When Lu stepped down as deputy director of Jiaxian People's Hospital in 1999, her relatives in Beijing invited her to return to the capital. She also received invitations from renowned domestic hospitals, with promises of yearly salaries in excess of 200,000 yuan.

Lu turned them all down and remained in her 20-square-meter residence at the center of the county town, providing medical services to visitors.

She never charges patients or sells a single pill to earn money, and most of the drugs she prescribes can be bought at local pharmacies. "I have a pension from the government. That is enough. I don't need to make more money," she said.

Ren Jinfang, whose daughter and granddaughter were former patients of the doctor, said: "Doctor Lu has excellent medical skills, and the drugs she prescribes are cheap and accessible. We all feel safe and relieved after consulting her."

The only outside invitation Lu ever accepted was from her former employer, the Jiaxian People's Hospital, which keeps an office for her to offer free medical services on Monday, Wednesday and Friday each week.

After she retired, the doctor's children tried to persuade her to stop working so hard.

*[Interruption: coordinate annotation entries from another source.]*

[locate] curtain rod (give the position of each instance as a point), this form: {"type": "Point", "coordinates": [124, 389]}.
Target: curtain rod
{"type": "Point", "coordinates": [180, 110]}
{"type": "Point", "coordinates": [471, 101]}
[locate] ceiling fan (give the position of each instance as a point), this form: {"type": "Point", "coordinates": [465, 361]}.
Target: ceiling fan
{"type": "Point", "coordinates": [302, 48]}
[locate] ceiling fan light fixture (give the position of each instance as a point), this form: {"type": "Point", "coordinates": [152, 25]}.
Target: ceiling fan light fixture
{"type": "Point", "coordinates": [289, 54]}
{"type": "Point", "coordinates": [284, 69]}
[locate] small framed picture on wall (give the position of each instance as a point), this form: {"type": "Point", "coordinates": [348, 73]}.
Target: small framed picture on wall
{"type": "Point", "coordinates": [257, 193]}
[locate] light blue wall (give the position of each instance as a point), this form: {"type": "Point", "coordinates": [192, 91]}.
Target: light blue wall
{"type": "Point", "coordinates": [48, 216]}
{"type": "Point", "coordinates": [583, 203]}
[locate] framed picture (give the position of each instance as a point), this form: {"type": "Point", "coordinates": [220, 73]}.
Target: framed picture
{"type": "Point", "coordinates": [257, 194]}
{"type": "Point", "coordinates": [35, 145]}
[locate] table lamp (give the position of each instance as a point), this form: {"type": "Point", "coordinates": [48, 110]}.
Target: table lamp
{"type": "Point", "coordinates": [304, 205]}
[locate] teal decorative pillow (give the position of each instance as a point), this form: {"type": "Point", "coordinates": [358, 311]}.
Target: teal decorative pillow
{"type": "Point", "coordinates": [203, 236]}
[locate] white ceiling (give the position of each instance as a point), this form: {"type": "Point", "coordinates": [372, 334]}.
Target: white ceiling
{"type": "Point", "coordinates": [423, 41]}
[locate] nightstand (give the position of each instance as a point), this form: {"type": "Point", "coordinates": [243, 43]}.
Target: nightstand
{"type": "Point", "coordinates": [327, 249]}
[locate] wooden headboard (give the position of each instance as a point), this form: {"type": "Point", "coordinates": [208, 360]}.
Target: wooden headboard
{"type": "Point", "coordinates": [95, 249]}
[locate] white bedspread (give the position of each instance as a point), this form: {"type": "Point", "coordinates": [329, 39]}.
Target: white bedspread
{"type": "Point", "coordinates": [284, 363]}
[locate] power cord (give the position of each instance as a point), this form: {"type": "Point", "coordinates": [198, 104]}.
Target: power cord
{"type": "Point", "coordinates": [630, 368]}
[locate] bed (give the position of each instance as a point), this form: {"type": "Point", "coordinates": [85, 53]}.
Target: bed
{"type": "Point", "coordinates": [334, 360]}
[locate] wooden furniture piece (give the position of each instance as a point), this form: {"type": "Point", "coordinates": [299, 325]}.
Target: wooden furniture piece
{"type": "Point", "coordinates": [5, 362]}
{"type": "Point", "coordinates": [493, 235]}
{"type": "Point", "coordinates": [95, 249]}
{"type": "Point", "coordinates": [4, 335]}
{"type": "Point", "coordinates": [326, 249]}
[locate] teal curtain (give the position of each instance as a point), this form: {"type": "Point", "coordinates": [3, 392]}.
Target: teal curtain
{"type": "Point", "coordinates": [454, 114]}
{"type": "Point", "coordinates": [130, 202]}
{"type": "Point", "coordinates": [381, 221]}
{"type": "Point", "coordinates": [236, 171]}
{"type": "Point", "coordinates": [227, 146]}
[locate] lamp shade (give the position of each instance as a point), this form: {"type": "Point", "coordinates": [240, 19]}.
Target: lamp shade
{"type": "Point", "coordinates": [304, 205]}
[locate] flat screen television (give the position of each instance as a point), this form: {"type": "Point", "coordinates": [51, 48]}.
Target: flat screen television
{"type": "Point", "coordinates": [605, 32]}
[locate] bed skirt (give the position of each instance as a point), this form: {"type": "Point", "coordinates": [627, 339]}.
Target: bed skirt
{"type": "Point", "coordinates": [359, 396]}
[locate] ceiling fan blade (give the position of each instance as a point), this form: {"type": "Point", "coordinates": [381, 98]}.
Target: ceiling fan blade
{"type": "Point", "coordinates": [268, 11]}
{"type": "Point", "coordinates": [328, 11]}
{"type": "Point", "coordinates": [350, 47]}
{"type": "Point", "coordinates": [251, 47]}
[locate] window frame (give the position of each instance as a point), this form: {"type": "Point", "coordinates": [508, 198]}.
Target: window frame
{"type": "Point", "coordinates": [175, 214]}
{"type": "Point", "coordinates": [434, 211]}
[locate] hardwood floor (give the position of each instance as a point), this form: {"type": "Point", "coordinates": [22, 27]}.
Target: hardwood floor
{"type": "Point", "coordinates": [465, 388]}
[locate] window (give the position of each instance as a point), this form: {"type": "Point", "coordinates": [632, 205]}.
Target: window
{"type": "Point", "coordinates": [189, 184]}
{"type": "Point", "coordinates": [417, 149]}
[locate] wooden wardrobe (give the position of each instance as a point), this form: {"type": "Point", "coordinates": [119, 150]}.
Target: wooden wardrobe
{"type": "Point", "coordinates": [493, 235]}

They hoped their mother would enjoy a relaxing retirement. But she didn't listen.

"I have always been inspired by my teacher, Professor Zhang Jinzhe (a renowned pediatrician and academician of the Chinese Academy of Sciences), who was still serving the people when he was 99," Lu said.

Wu Yan, director of the Jiaxian hospital's pediatrics department, said that even now, Lu feels obliged to lend a hand whenever her former employer has an emergency or encounters a complex case.

"Several years ago, a child with severe viral myocarditis was sent to the emergency ward. The child was in a critical condition that we all felt incapable of handling. So we called Doctor Lu and she arrived within minutes," Wu said.

"From 8 am to 9 pm, she worked to save the child. She didn't eat, and remained in the hospital until the child was out of danger."

Since retiring, Lu has provided medical services to more than 50,000 people.

But she is not content with what she had done and hopes to do more.

During the COVID-19 epidemic in January last year, although Jiaxian was not affected, Lu wrote a letter to the heads of the hospital, asking to be sent to work on the front lines, where there was an acute need for doctors. "If the hospital organizes a rescue team, please count me in," she wrote in the letter.

"I'd like to go wherever I am needed ... This is my mission and responsibility because I'm a doctor."